In einem europäischen Rechststaat, der allen die gleichen Chancen bietet, ist Integration in erster Linie eine Bringschuld. Unterschiede im Integrationserfolg unterschiedlicher Migrantengruppen weisen immer auf diese Migrantengruppen selbst zurück, nicht auf die sie aufnehmende Gesellschaft. Das ist der Satz, der Vielen nicht gefällt, weil wir eine Mentalität haben, für alles, was nicht funktioniert in der Welt, uns selbst die Schuld zu geben.

Die Wirtschaft meldet aber regelmäßig Interesse an Zuzug an, etwa aus Gründen des Facharbeitermangels.
Ich lach' mich tot. Es gibt einen Facharbeitermangel, aber 40 Prozent der Türken in Deutschland haben keine Berufsausbildung.

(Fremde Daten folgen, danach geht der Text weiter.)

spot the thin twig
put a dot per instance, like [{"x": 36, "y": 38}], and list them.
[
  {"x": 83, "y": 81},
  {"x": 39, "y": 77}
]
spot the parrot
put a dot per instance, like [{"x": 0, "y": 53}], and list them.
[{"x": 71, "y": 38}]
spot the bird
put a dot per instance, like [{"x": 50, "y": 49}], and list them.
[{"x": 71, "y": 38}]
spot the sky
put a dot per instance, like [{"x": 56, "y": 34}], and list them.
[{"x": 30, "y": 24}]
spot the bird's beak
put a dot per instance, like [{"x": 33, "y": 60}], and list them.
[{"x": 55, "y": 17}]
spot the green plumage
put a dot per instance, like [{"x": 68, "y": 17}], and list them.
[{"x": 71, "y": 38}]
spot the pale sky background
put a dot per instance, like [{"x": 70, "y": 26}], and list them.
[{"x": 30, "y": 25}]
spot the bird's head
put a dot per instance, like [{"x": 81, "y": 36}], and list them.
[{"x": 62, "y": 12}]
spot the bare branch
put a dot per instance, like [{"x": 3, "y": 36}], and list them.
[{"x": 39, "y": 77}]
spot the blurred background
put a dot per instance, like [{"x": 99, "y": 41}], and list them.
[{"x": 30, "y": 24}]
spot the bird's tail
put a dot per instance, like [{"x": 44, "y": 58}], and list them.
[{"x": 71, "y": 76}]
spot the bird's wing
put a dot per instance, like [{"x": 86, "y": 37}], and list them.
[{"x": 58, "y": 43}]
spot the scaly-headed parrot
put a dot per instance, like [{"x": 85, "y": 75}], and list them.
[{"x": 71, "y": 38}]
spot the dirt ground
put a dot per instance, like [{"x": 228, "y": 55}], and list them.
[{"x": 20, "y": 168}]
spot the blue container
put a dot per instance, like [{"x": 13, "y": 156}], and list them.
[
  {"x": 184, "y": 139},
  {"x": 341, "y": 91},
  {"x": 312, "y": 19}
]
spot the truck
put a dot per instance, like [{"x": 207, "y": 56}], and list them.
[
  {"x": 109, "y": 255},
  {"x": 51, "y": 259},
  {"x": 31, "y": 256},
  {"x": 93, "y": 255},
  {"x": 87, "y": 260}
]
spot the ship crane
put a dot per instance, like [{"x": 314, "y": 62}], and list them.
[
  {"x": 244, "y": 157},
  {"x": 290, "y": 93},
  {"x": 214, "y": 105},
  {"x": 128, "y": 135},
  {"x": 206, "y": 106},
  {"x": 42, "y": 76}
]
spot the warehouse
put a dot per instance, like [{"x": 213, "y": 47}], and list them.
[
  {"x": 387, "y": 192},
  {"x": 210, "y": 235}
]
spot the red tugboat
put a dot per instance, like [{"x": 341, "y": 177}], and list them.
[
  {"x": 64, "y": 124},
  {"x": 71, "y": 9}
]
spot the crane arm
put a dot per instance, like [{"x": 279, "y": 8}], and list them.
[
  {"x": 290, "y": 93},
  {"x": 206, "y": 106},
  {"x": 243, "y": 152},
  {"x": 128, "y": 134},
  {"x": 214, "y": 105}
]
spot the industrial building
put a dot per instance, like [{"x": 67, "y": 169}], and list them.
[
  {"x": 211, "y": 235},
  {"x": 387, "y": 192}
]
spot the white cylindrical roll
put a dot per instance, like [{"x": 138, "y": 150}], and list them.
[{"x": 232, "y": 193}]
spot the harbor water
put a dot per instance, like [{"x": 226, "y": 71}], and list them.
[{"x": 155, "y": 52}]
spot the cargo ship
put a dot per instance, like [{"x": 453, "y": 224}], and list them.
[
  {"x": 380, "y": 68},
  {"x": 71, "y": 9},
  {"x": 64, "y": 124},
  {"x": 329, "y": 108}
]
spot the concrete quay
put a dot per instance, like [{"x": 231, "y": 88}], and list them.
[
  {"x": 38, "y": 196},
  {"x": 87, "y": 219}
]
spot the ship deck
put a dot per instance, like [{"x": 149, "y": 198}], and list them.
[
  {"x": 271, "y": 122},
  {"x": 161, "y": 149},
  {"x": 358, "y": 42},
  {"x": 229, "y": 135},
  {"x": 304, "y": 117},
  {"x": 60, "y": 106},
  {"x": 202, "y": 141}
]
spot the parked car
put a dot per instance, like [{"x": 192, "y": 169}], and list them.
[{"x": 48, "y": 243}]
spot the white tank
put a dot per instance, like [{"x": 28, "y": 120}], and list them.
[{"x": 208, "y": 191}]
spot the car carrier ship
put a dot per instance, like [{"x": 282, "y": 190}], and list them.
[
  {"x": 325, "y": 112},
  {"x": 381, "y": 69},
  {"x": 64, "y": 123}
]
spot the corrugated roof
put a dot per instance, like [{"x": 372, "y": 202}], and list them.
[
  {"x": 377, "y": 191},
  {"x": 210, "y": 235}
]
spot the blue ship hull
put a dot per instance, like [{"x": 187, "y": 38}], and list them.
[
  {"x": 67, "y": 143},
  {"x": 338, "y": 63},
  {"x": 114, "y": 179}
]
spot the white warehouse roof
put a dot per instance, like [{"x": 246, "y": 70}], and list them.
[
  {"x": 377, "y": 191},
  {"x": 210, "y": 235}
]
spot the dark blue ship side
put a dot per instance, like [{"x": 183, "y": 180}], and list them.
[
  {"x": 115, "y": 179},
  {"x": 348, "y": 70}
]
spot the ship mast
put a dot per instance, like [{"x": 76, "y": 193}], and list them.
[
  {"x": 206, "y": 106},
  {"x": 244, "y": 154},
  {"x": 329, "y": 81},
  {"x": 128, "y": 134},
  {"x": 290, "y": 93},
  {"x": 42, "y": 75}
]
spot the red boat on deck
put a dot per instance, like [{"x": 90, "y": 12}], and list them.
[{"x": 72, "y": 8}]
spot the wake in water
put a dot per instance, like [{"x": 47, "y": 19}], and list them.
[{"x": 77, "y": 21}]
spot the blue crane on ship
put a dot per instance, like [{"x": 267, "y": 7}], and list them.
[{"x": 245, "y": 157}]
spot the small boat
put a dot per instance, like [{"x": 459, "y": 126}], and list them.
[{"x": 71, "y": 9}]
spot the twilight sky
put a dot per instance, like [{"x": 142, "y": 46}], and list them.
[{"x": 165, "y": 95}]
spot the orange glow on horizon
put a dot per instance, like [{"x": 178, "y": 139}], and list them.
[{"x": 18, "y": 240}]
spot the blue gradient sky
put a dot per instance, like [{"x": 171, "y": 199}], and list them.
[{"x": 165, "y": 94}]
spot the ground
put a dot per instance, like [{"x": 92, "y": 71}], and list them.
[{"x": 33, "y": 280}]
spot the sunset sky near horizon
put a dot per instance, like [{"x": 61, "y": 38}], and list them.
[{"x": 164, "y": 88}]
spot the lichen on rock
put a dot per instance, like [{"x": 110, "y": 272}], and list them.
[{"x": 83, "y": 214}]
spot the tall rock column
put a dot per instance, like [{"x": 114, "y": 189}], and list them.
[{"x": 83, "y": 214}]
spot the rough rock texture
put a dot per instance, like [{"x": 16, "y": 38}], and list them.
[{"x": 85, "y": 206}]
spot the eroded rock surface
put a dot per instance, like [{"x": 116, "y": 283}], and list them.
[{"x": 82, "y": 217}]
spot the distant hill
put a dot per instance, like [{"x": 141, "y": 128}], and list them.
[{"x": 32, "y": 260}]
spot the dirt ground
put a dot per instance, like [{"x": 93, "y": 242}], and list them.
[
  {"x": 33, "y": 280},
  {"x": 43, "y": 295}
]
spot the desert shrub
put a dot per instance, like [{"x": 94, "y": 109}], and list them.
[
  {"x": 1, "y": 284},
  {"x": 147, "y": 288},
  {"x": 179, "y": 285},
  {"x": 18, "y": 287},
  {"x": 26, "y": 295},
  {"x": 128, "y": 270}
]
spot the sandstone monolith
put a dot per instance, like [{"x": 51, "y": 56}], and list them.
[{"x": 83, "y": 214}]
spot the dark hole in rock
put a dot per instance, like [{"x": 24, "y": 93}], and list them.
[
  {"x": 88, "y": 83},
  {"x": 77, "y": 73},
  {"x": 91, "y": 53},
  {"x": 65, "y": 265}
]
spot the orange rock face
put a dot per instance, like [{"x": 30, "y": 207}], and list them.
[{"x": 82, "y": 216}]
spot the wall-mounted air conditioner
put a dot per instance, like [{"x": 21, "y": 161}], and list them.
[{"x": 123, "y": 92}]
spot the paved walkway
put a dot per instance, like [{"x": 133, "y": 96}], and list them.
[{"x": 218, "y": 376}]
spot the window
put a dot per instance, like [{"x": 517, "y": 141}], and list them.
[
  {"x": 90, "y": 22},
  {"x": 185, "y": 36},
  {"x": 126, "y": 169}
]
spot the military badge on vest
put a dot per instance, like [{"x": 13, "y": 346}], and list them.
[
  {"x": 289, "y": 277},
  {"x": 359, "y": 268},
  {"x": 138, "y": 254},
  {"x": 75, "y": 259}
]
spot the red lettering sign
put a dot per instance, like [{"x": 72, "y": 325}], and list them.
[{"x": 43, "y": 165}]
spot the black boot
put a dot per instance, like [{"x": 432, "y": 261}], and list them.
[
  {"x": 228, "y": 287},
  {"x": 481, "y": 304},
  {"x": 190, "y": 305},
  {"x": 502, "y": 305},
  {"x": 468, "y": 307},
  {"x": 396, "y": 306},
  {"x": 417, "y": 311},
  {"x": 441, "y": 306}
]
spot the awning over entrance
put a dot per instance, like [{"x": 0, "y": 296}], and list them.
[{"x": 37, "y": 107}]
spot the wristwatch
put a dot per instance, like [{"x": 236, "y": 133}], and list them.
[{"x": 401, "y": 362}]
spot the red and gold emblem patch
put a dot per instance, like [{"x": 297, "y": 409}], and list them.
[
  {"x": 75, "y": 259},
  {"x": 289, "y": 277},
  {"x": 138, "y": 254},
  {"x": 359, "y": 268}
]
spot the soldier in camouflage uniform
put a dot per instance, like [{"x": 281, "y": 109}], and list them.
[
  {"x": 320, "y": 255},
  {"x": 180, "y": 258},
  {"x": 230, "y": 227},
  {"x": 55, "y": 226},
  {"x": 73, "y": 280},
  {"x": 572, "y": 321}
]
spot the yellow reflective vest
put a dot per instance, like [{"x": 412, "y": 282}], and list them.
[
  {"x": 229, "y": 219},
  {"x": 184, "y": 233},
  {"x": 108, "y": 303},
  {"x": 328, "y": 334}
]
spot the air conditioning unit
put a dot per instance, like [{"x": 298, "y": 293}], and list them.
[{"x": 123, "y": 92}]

Was wäre denn Ihr Rezept gegen die Krise?
Jeder Staat kommt für seine Schulden ganz allein auf. Und er trägt auch die Folgen, wenn er dafür nicht aufkommt. Und die EZB kauft keine Staatsanleihen.

Das tut sie ja aus Rettungsgründen ...
Das ist auch falsch. Und Griechenland muss selbst schauen, wie es klar kommt. Die haben eine Abgabenquote von 29 Prozent, wir haben eine von 37 Prozent, Österreich 43 Prozent - das sagt doch alles. Bei der Staatsquote hat Deutschland 47 Prozent, Griechenland 52 Prozent. Das heißt, die geben mehr aus und nehmen weniger ein, und wenn die es nicht schaffen, ihre Ausgaben zu senken und ihre Einnahmen zu erhöhen, ist das ein ausschließlich griechisches Problem.


(Hier das ganze Interview)
Man merkt bei manchen Fragen des Kurier-Redakteurs Andreas Schwarz, daß er zeitweise beginnt, rot zu sehen — aber grosso modo ist das Interview durchaus fair geführt worden. Vermutlich dämmert sogar gutmenschlichen Kurier-Redakteuren, daß ihren Lesern das Multi-Kulti-P.C.-Behübschungsgesülze schon bei beiden Ohren raushängt.

Sicher finden nicht alle seiner Thesen meine Zustimmung (wie so oft kann ich die klare Diagnose eines Problems schätzen, ohne deshalb auch die vorgeschlagene Therapie gutheißen zu müssen!), aber insgesamt liest man selten vernünftigeres in unseren Medien. Speziell in Österreich, wo die größten Medien fest in sozialistischer Hand sind: sei es durch Inseratenaufträge, für die sie sich erkenntlich zeigen müssen, oder durch die SPÖ-Fraktion im ORF.